The Power of Your Words When a Baby Dies
How to think about what to say to grieving parents.
Posted Nov 20, 2019
My previous two posts looked at: 1. why bereaved parents find platitudes, jargon, and euphemisms upsetting rather than comforting, and 2. how speaking this way actually creates distance between you and the parents you are trying to support. This post looks at the power of your words, and provides insights on how what you say can deeply affect parents.
When you provide bereavement care, what words do you use in your efforts to support parents? Are you using words that protect and direct parents? Or are you using words that accept and connect with them?
Words are powerful because they reveal how you see, feel, and think about a given topic. Whatever your beliefs or intentions, your words show your true colors.
For example, when a baby dies, do you believe that grief is a problem to be solved, or a journey that unfolds? Do you believe that parents benefit from setting their own pace, or moving on as soon as possible? Do you intend to encourage and advise parents, or simply be a witness to their experience? Do you intend to hold space for their thoughts and feelings, or direct them toward reframing and feeling better?
As a caregiver or supportive friend, whatever your beliefs and intentions, your words will speak volumes. To demonstrate this, here’s an exercise:
To begin, first, put yourself in the parents’ shoes. Imagine that you are a mother or father, mourning the death of your beloved baby. Your shock, heartbreak, and sorrow are profound, and you truly don’t know how you will survive this tragedy. Now consider what it would be like to hear these two different offerings of support:
1. I’m so sorry for your loss. You know, most parents go on to have a healthy baby, and I bet you can too!
2. I’m so sorry your baby died. What has this been like for you?
Can you feel the difference? At first glance, #1 may seem fine. After all, someone is expressing condolences and also hope for your future. Perhaps you feel inspired to be brave and optimistic. But then, when you read #2, do you feel a sense of relief? Do you get the sense that you can lean on this person and that they truly care and want to understand? Here’s why:
"Protect" versus "Support"
“I’m so sorry for your loss” is vague and euphemistic, avoiding any mention of “baby” and “death,” as if trying to protect you from the harsh, tragic reality of what happened.
In contrast, “I’m so sorry your baby died” affirms your baby’s life and death, and shows their willingness to support you in facing this harsh, tragic reality.
"Protect & Direct" versus "Accept & Connect"
“You know, most parents go on to have a healthy baby, and I bet you can too,” has the effect of moving you away from your present grief and on to imagining a better future. While this may seem kind and encouraging, it actually indicates that the person offering support cannot sit with you in your grief, and is eager for you to feel better and “move on.” Ultimately, rather than benefiting from this effort to protect you from sorrow and direct you to think happier thoughts, you may feel abandoned, misunderstood, or wrong for feeling buried in grief, and perhaps very alone.
In contrast, “What has this been like for you?” stays in the present moment with you and accepts your grief as it is. It shows a compassionate willingness to connect with you by holding space for you and your story. And because this person is willing to accept your experience as you're living it, you are likely to feel accompanied, understood, normal, and supported.
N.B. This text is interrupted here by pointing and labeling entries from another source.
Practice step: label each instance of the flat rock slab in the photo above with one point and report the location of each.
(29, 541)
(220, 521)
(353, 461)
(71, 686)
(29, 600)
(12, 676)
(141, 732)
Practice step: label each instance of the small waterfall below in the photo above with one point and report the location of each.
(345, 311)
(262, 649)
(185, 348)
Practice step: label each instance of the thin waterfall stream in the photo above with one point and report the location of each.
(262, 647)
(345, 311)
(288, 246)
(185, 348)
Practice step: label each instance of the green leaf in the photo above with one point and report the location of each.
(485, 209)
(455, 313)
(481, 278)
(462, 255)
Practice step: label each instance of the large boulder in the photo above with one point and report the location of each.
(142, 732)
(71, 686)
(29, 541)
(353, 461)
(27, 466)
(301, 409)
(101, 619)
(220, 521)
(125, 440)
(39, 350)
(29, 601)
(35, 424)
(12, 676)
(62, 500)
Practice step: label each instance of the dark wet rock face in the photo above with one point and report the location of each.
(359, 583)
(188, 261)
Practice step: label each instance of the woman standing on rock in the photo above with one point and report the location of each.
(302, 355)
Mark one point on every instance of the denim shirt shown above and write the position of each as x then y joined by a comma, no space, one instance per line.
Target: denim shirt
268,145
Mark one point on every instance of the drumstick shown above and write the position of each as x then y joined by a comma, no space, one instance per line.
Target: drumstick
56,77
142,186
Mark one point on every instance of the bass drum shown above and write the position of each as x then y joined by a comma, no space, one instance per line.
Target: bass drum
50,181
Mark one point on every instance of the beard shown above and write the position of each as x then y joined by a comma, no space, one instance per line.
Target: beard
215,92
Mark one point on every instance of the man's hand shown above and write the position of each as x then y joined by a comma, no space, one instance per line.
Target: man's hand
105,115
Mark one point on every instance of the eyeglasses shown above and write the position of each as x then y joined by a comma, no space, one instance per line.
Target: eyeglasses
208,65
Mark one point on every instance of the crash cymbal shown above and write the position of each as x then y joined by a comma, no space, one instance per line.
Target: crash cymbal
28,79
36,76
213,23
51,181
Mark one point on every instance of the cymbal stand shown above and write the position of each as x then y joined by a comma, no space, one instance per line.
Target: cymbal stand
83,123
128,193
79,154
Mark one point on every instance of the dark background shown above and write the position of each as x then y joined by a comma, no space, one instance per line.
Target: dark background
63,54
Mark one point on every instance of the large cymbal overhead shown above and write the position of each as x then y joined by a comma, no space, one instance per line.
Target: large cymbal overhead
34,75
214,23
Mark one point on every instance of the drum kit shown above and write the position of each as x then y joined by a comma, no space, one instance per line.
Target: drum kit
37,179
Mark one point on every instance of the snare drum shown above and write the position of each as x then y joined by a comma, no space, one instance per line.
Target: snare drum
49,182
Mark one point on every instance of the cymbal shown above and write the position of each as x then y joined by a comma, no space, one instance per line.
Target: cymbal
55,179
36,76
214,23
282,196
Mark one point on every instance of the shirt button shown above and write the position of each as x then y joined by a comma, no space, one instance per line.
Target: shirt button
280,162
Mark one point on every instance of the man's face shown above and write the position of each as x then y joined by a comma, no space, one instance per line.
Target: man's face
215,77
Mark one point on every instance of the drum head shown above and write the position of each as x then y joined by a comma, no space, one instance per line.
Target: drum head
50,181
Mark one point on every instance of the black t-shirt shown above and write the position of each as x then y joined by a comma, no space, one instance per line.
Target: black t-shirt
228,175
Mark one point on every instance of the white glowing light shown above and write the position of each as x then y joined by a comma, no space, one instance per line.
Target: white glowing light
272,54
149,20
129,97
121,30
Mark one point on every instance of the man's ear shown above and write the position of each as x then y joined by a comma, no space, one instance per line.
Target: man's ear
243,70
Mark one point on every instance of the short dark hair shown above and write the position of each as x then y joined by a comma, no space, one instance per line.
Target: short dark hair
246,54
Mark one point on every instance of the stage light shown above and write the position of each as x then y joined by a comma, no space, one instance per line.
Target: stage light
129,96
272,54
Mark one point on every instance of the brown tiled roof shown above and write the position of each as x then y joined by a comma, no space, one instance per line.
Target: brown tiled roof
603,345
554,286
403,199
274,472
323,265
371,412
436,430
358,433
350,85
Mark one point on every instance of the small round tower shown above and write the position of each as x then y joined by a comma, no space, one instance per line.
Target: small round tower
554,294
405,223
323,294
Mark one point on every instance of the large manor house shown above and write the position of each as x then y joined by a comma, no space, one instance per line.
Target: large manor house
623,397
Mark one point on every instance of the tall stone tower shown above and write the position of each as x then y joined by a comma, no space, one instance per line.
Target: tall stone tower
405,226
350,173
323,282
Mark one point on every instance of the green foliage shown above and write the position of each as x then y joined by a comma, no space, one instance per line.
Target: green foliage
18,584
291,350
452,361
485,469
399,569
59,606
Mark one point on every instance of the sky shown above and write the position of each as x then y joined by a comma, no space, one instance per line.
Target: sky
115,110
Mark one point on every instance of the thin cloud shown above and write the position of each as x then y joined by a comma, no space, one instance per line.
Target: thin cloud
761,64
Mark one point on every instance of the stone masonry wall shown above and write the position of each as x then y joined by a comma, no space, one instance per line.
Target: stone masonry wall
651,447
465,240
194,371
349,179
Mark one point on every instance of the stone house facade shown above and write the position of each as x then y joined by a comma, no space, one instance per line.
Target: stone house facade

As you ponder these two different sets of words, examine your beliefs and assumptions about perinatal bereavement, grief, and adjustment. And think about the kind of care and support you want to offer. By clarifying your beliefs and intentions, you can become more mindful of the kind of support you actually want to offer and then consciously align your words to your intentions. The more mindful you become, the more carefully you can choose your words, and the more powerful your impact can be—plus the more satisfied you can feel, knowing that you’re having the therapeutic impact you intend.